The Americans isn't a two-person show, though. Russell and Rhys are surrounded by a stellar crop of co-stars, namely the underrated character actor Noah Emmerich (playing their FBI Agent next door neighbor) and Emmy-winner Margo Martindale (Justified). It's an across-the-board winner. —MB

12. Parks and Recreation (NBC)

Stars: Amy Poehler, Rashida Jones, Nick Offerman, Aubrey Plaza, Chris Pratt, Adam Scott, Rob Lowe, Aziz Ansari, Jim O'Heir, Retta

The feeling you get watching Parks and Recreation is the same feeling you get when you pull your security blanket over your body. It's safe and comforting, and you know it will always be there to make you feel better when you've had a crappy day. Unlike most shows, the NBC sitcom stays consistently hilarious and delivers exactly what you want from it, e.g. the Ben Wyatt and Leslie Knope nuptials of season 5. Sometimes being great just demands sticking to the script. TA

11. Bates Motel (A&E)

Stars: Freddie Highmore, Vera Farmiga, Max Thieriot, Olivia Cooke, Nicola Peltz, Mike Vogel, Nestor Carbonell, Jere Burns

Can you blame anyone for expecting Bates Motel to be a disaster? The ambitious show's limitations were numerous—the fact that it's based on a classic movie (Alfred Hitchcock's Psycho), that it's a modernization in which high-school-aged Norman Bates befriends a bunch of present-day teenage pop tarts, and that its end-game is already common knowledge. Next to What Would Ryan Lochte Do?, Bates Motel was the year's sketchiest looking new show.

But then a strange thing happened—the pilot premiered in mid-March, and it wasn't half bad. And then, as each episode aired, and young Norman (an excellent Freddie Highmore) and his unhinged mother, Norma (the even more excellent Vera Farmiga), got more embedded into their new hometown's Twin Peaks-esque weirdness (random public hangings, huge marijuana fields, creepy teenage Asian girl prostitution rings), co-creators Carlton Cuse (Lost) and Kerry Ehrin (Friday Night Lights) improved the series on a weekly basis.
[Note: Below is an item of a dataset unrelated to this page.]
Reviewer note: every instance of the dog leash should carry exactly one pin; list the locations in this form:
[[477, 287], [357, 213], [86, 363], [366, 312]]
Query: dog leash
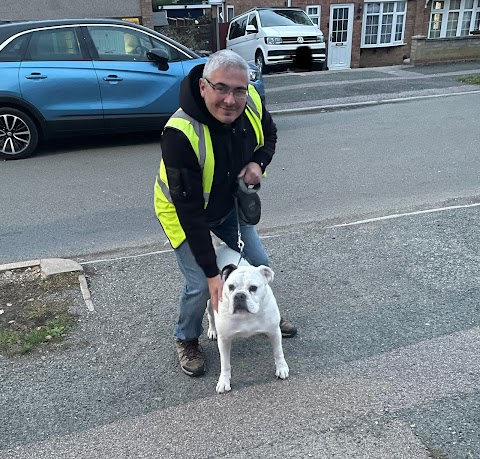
[[240, 243]]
The visual and narrative cues to Hitchcock's 1960 film unspooled cleverly, the acting remained crisp, and the many plotlines paid off in satisfying ways. To the point that, now, in early June, the next nine months can't fly by quick enough. We need more Bates Motel in our lives already. —MB

10. Girls (HBO)

Stars: Lena Dunham, Allison Williams, Jemima Kirke, Zosia Mamet, Adam Driver, Alex Karpovsky, Christopher Abbott, Andrew Rannells, Chris O'Dowd, Donald Glover, Patrick Wilson

On the first season of Lena Dunham's Girls, we watched the auteur turn into a full-blown physical comedian. Dunham used her body and face like a star of the silent era, perfecting dopey expressions and filling the screen with herself.

The second season of Girls, an improvement on the first, turned physical in a way that has more in common with modern performance art and Hannah Wilke. The overarching plotlines haven't always felt earned—Hannah's OCD emerges too suddenly, for instance—but within these stories there have been more than enough small moments of brilliance to compensate. The brutal sex scene in the penultimate episode was unlike anything on TV this year, fuck a Red Wedding. Watching Hannah pull a splinter from her ass, or dig in her ear with a Q-tip exposed something raw. We're told this kind of soul baring should be embarrassing, that it isn't art, that it must be self-indulgent. Those are all just defensive postures in the face of something uncomfortable and important. It's easier to call this masturbatory than to call it what it is: great.

Look at this artist. Look at her work. —RS

9. Orphan Black (BBC America)

Stars: Tatiana Maslany, Jordan Gavaris, Dylan Bruce, Kevin Hanchard, Michael Mando, Maria Doyle Kennedy, Matt Frewer

If this is your first time hearing about BBC America's Orphan Black, know that you're not a slacker. Premiering around the same time as Mad Men, and unfortunately airing amidst that show's and Game of Thrones season 3's mutual dominance of all things PC social media, Orphan Black has been a slow burn in terms of gaining recognition. Mark our words, though: When this inventive, odd, and wonderfully executed sci-fi drama hits DVD, run, not walk, to the nearest store and buy it. And thank us later.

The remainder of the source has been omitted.